Cd. de México- Un promedio de dos armas al día fueron robadas el año pasado a policías locales, de acuerdo con datos de la Secretaría de la Defensa Nacional (Sedena).

En un informe, el Ejército indicó que de enero a octubre del año pasado 449 armas cortas y 156 largas se esfumaron de las bitácoras de las corporaciones preventivas y ministeriales, en su mayoría pistolas calibre 9 mm y fusiles AR-15.

Mandos del Ejército dijeron bajo condición de anonimato tener sospechas fundadas de que en la mayoría de los robos están involucrados los propios agentes.

En julio, por ejemplo, fue robado un lote de 69 armas a la Policía municipal de Querétaro en un hecho en el que la Fiscalía sospechó de los propios elementos. Una veintena de efectivos fueron llamados a declarar, pero ninguno fue detenido.

Las Policías preventivas y ministeriales del Estado de México reportaron el robo de 58 armas; la Ciudad de México 48; Chihuahua 48 y Guerrero 44.

Apenas en diciembre armamento que era resguardado en un módulo de seguridad de la Secretaría de Seguridad del Estado de México (SSEM) fue robado en el Municipio de Jilotepec, ubicado al norte de la entidad.

La PF engrosó esa suma con 51 armas robadas o sustraídas a sus elementos, 40 cortas y 11 largas.

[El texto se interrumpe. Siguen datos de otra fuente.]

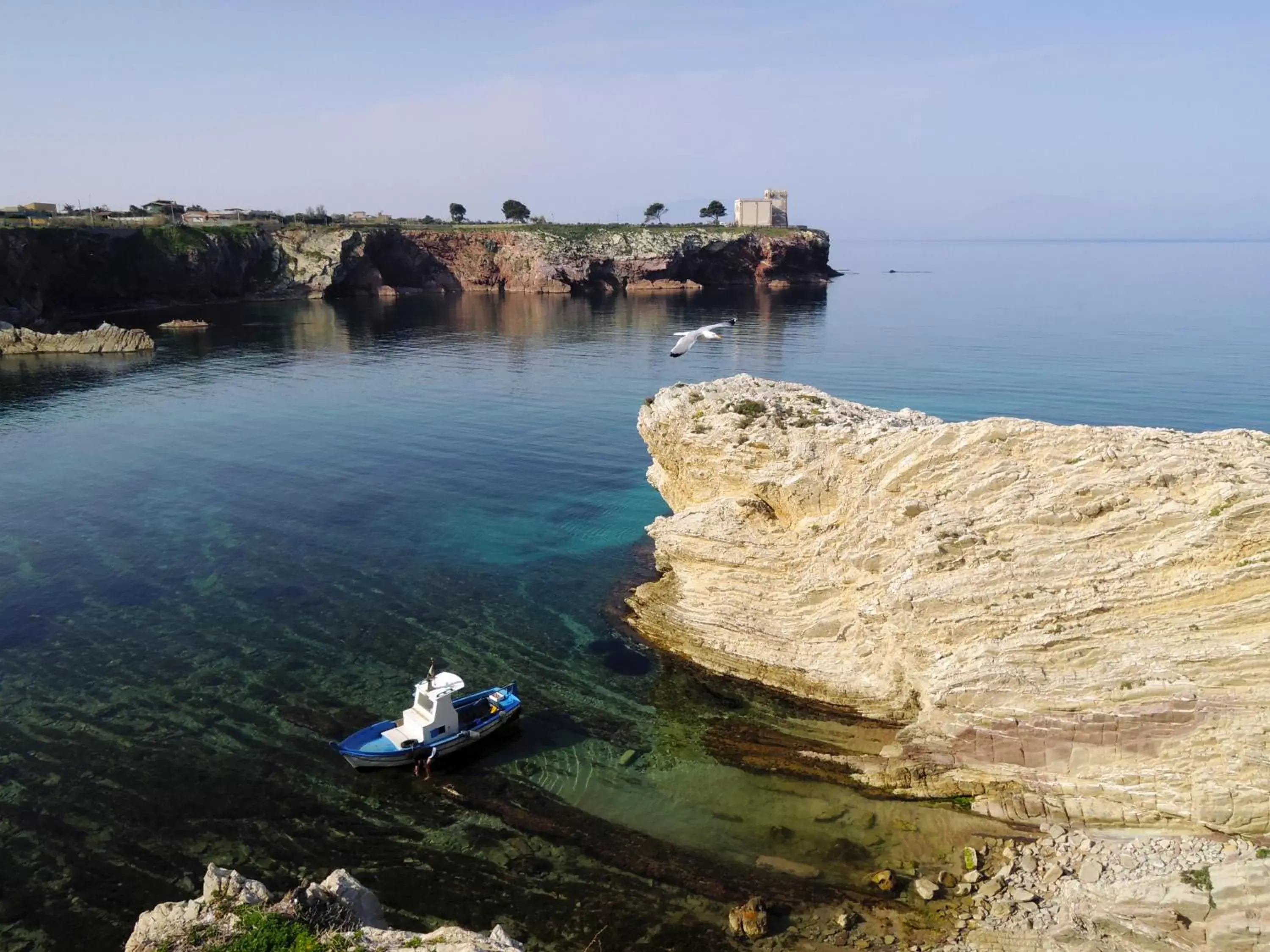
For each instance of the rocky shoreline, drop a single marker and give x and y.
(106, 339)
(340, 913)
(1063, 624)
(49, 278)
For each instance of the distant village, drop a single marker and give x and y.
(769, 211)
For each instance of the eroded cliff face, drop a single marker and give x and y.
(559, 259)
(1066, 621)
(50, 277)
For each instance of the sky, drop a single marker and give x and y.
(883, 118)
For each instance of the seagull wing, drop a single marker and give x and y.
(686, 341)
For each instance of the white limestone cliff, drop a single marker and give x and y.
(1066, 621)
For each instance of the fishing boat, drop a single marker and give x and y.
(439, 723)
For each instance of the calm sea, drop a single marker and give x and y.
(216, 556)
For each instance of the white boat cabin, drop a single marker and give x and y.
(432, 715)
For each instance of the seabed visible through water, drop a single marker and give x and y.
(218, 558)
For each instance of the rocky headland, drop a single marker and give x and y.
(1063, 624)
(106, 339)
(51, 277)
(340, 913)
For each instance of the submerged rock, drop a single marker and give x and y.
(748, 919)
(884, 880)
(1067, 621)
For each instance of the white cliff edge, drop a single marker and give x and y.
(1067, 622)
(337, 907)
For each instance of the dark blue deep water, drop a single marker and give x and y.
(218, 556)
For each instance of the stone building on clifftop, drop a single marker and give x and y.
(771, 210)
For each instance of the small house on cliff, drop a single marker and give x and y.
(771, 210)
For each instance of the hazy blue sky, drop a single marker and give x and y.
(882, 117)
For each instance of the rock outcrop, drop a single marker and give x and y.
(50, 276)
(106, 339)
(1074, 893)
(1061, 621)
(340, 912)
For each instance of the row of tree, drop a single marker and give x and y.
(714, 211)
(520, 212)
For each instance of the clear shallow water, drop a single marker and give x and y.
(214, 556)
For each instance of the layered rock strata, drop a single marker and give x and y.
(1074, 893)
(338, 913)
(1061, 621)
(50, 276)
(106, 339)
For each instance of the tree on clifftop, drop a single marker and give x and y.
(516, 211)
(715, 210)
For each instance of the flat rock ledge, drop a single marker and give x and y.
(1066, 624)
(106, 339)
(340, 912)
(1071, 891)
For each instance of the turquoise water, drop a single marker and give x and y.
(216, 556)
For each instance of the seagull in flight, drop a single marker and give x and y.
(687, 338)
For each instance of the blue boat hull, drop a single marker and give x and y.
(369, 748)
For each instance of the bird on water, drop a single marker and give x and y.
(687, 338)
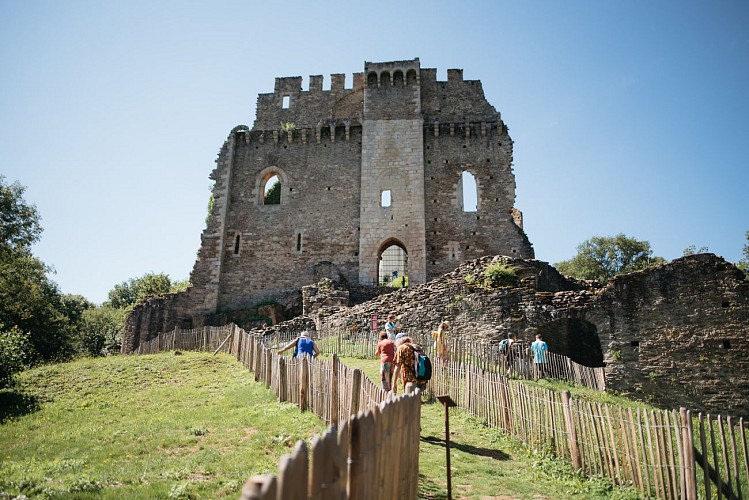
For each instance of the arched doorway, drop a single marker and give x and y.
(392, 264)
(575, 338)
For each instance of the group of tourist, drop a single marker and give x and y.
(510, 349)
(397, 352)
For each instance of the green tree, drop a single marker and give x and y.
(29, 300)
(100, 332)
(130, 292)
(273, 195)
(73, 307)
(14, 349)
(19, 221)
(33, 303)
(601, 258)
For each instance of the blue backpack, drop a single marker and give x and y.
(422, 365)
(304, 346)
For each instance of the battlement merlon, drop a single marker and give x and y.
(455, 100)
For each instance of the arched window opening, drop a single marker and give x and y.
(469, 192)
(398, 79)
(386, 199)
(237, 241)
(272, 191)
(411, 77)
(393, 265)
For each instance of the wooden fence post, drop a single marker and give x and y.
(690, 478)
(268, 367)
(355, 390)
(282, 379)
(303, 384)
(569, 422)
(334, 392)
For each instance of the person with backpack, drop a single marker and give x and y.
(386, 352)
(539, 349)
(391, 327)
(412, 365)
(506, 350)
(303, 346)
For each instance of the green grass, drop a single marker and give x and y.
(162, 426)
(197, 426)
(487, 463)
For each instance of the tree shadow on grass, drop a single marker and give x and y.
(473, 450)
(16, 403)
(429, 490)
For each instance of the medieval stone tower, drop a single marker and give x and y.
(400, 174)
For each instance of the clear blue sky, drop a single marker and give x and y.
(628, 116)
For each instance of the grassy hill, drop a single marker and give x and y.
(197, 426)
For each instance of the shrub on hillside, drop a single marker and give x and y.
(101, 331)
(14, 349)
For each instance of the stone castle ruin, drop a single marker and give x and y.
(400, 176)
(404, 177)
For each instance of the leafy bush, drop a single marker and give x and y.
(14, 349)
(399, 282)
(497, 275)
(101, 331)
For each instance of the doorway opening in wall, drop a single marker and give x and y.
(272, 191)
(393, 265)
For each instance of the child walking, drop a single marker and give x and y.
(386, 351)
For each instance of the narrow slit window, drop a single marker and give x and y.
(272, 191)
(469, 192)
(386, 199)
(237, 241)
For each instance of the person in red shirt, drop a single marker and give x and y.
(386, 352)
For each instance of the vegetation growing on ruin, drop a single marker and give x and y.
(498, 275)
(602, 258)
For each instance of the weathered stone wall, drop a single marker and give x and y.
(674, 335)
(335, 151)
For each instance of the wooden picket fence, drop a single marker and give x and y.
(354, 458)
(664, 454)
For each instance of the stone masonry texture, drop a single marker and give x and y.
(335, 151)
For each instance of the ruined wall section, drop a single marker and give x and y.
(676, 334)
(392, 160)
(271, 250)
(463, 132)
(313, 108)
(206, 274)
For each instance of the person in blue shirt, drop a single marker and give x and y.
(539, 349)
(391, 327)
(304, 346)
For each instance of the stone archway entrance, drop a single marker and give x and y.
(392, 261)
(575, 338)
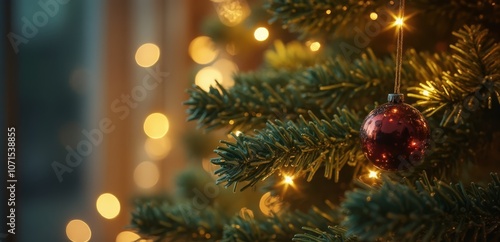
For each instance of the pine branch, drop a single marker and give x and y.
(158, 219)
(428, 211)
(292, 147)
(279, 227)
(473, 83)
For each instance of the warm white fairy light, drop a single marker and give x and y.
(315, 46)
(373, 174)
(261, 34)
(288, 180)
(399, 21)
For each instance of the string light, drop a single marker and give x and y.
(203, 50)
(399, 21)
(147, 55)
(78, 231)
(261, 34)
(270, 204)
(288, 180)
(315, 46)
(146, 174)
(373, 174)
(108, 205)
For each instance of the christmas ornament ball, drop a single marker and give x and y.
(395, 135)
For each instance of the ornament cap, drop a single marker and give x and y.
(395, 97)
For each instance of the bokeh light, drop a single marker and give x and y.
(156, 125)
(78, 231)
(146, 174)
(108, 205)
(261, 34)
(202, 50)
(207, 76)
(147, 55)
(127, 236)
(157, 149)
(315, 46)
(399, 22)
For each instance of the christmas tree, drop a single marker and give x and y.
(294, 146)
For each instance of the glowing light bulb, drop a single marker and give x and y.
(261, 34)
(147, 55)
(399, 21)
(373, 174)
(207, 76)
(78, 231)
(156, 125)
(315, 46)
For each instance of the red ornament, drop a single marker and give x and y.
(395, 135)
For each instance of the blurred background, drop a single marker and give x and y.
(95, 92)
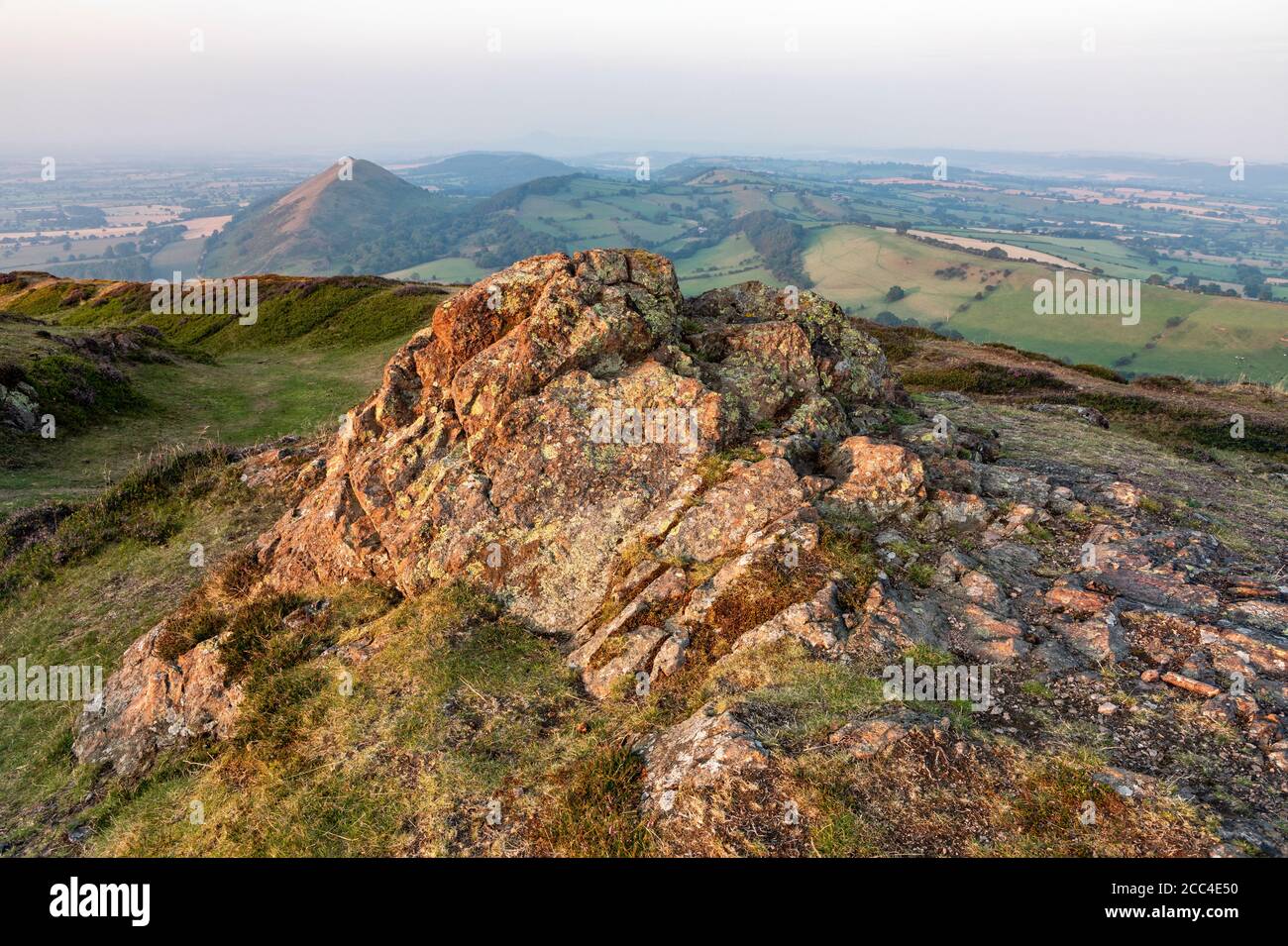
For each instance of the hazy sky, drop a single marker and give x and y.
(385, 77)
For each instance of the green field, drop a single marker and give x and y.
(317, 349)
(1210, 336)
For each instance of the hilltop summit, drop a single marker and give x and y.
(642, 566)
(320, 226)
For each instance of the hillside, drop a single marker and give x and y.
(482, 174)
(123, 381)
(503, 610)
(806, 226)
(325, 226)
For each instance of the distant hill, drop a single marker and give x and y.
(327, 224)
(482, 174)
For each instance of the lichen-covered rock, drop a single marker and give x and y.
(153, 704)
(881, 477)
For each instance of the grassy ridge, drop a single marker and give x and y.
(317, 348)
(1179, 332)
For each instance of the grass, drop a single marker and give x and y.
(1216, 338)
(101, 581)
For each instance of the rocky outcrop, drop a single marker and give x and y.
(666, 485)
(153, 704)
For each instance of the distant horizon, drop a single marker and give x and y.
(1172, 78)
(389, 154)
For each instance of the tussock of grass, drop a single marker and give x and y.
(147, 504)
(982, 377)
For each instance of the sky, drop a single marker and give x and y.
(387, 77)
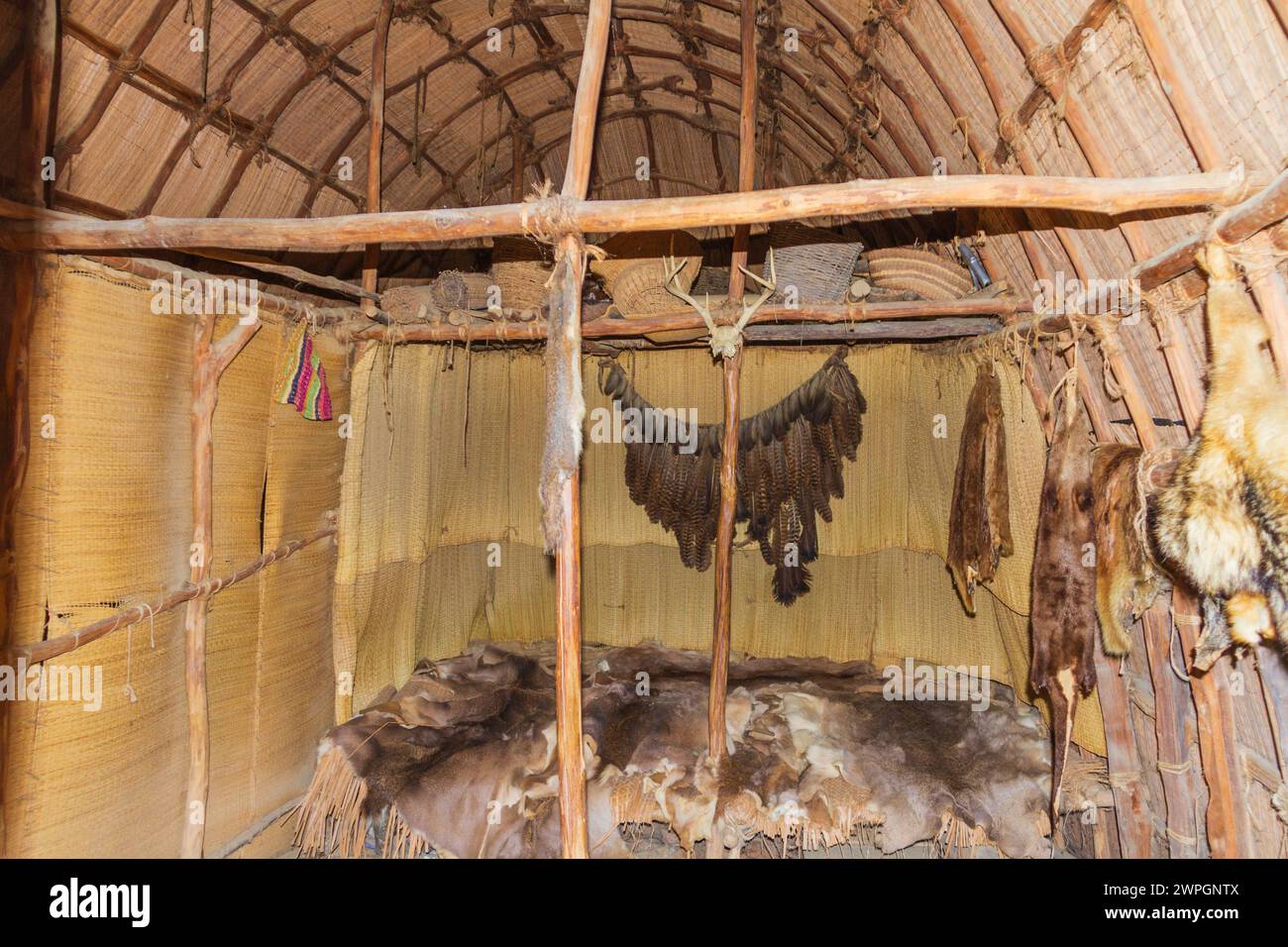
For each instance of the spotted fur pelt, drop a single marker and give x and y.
(1223, 521)
(1064, 595)
(789, 470)
(1126, 578)
(979, 526)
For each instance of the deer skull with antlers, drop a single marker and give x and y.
(725, 338)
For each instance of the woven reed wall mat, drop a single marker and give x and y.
(104, 519)
(462, 759)
(429, 484)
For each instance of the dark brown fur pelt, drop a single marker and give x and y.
(1064, 596)
(789, 471)
(1223, 521)
(1126, 579)
(979, 526)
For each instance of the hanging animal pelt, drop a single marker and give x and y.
(979, 526)
(1126, 579)
(789, 471)
(1064, 595)
(1223, 521)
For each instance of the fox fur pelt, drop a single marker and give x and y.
(1064, 596)
(979, 526)
(1223, 521)
(789, 471)
(1126, 579)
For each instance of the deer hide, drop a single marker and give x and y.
(1126, 579)
(979, 525)
(1223, 521)
(1063, 598)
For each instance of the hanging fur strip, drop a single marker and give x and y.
(979, 526)
(1126, 579)
(1064, 598)
(566, 407)
(789, 471)
(1223, 521)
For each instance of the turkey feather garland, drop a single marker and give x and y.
(789, 471)
(1064, 596)
(979, 526)
(1223, 521)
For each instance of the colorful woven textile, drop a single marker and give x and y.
(301, 377)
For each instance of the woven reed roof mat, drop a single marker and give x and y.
(462, 759)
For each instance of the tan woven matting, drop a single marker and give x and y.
(439, 487)
(106, 521)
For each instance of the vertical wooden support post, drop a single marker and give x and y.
(565, 410)
(375, 142)
(21, 292)
(732, 368)
(1173, 753)
(209, 361)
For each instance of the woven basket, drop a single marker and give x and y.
(456, 290)
(520, 269)
(634, 272)
(919, 270)
(818, 263)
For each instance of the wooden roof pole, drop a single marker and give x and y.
(375, 142)
(209, 360)
(1109, 196)
(1266, 285)
(566, 408)
(732, 372)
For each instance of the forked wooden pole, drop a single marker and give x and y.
(209, 361)
(732, 368)
(375, 142)
(563, 382)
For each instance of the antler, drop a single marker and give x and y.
(769, 287)
(673, 269)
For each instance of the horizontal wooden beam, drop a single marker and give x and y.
(880, 330)
(684, 320)
(1109, 196)
(1263, 209)
(53, 647)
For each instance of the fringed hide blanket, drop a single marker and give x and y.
(979, 526)
(463, 759)
(789, 471)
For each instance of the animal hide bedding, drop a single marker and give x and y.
(1063, 595)
(1223, 521)
(979, 526)
(462, 759)
(1126, 579)
(789, 471)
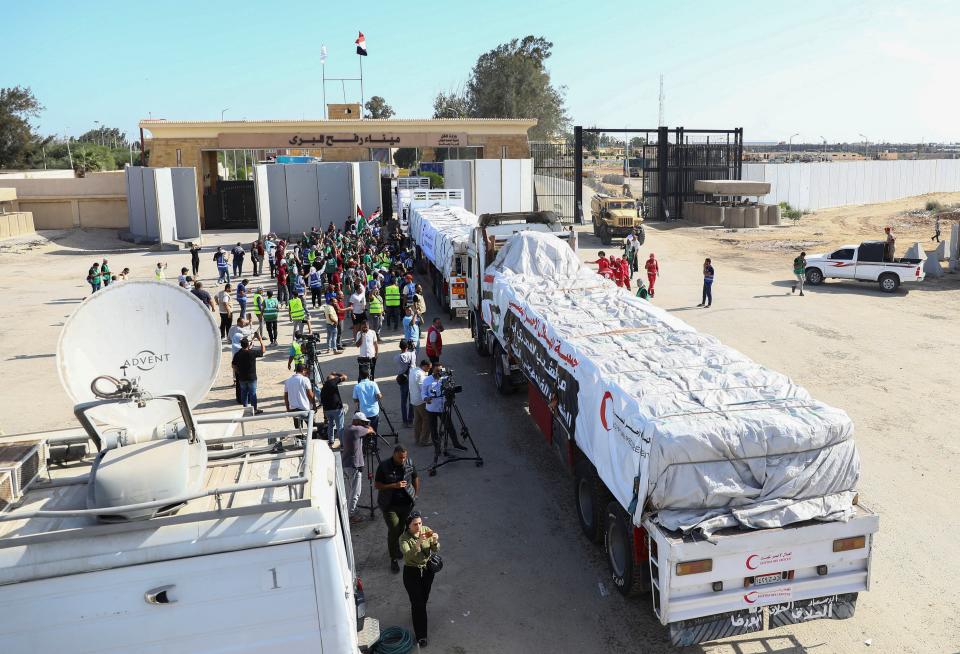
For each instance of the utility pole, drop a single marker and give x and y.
(660, 116)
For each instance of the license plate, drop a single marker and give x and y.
(763, 580)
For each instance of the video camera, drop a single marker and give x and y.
(308, 342)
(448, 385)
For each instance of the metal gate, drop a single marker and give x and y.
(671, 160)
(553, 178)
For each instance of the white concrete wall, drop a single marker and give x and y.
(811, 186)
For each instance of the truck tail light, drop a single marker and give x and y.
(847, 544)
(694, 567)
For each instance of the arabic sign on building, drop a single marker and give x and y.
(341, 140)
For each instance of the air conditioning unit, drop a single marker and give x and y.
(22, 462)
(6, 491)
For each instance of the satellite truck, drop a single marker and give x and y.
(155, 529)
(720, 490)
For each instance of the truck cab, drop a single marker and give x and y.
(490, 235)
(867, 262)
(615, 216)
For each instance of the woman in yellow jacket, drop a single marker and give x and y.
(417, 543)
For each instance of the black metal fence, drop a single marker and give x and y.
(553, 178)
(670, 160)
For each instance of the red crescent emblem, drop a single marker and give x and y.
(603, 410)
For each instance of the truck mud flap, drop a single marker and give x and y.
(715, 627)
(832, 607)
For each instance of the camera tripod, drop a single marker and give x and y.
(446, 429)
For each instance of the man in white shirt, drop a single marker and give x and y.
(421, 420)
(432, 390)
(369, 346)
(297, 394)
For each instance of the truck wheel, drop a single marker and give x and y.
(629, 576)
(501, 374)
(814, 276)
(591, 498)
(889, 282)
(477, 331)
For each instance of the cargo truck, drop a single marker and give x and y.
(719, 489)
(158, 529)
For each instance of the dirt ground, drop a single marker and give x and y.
(519, 577)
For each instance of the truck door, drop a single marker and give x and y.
(841, 264)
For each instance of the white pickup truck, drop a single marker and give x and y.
(865, 263)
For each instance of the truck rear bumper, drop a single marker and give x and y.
(784, 576)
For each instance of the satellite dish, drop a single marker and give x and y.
(154, 331)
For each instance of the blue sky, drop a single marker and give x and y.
(827, 69)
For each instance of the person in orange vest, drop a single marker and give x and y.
(434, 341)
(603, 264)
(625, 272)
(653, 270)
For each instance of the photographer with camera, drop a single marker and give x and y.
(398, 484)
(352, 454)
(436, 397)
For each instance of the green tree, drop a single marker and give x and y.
(377, 107)
(511, 81)
(405, 157)
(19, 144)
(86, 160)
(106, 136)
(451, 105)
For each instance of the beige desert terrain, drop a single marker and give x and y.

En la sesión del Consejo Nacional de Seguridad celebrada el pasado 21 de diciembre, los consejeros aprobaron, entre otras cosas, que los Gobiernos estatales puedan utilizar recursos federales del Fondo de Aportaciones para la Seguridad Pública (FASP) o Fortaseg, dos fondos federales para resguardar mejor su armamento.

Álvaro Vizcaíno, secretario ejecutivo del Sistema Nacional de Seguridad Pública, dijo que se buscan fortalecer las condiciones y capacidades de los depósitos de armas de las Policías municipales y estatales.

El FASP está previsto en la Ley de Coordinación Fiscal a través del cual se transfieren recursos a las entidades federativas para dar cumplimiento a estrategias nacionales en materia de seguridad pública.

En tanto el Fortaseg es un subsidio que se otorga a los municipios y, en su caso, a los estados, cuando éstos ejercen la función de seguridad pública en lugar de los primeros o coordinados con ellos.

De acuerdo con Vizcaíno, para reducir la violencia también es necesario incrementar las campañas de canje de armas de fuego.

“Lo que vamos a buscar también es que las entidades federativas lo establezcan como una prioridad en la que podrán utilizar recursos federales igualmente del FASP y Fortaseg, además de una bolsa del SESNSP para otorgar donativos a la sociedad civil con el propósito de que se sume a las campañas de desarme”, indicó Vizcaíno.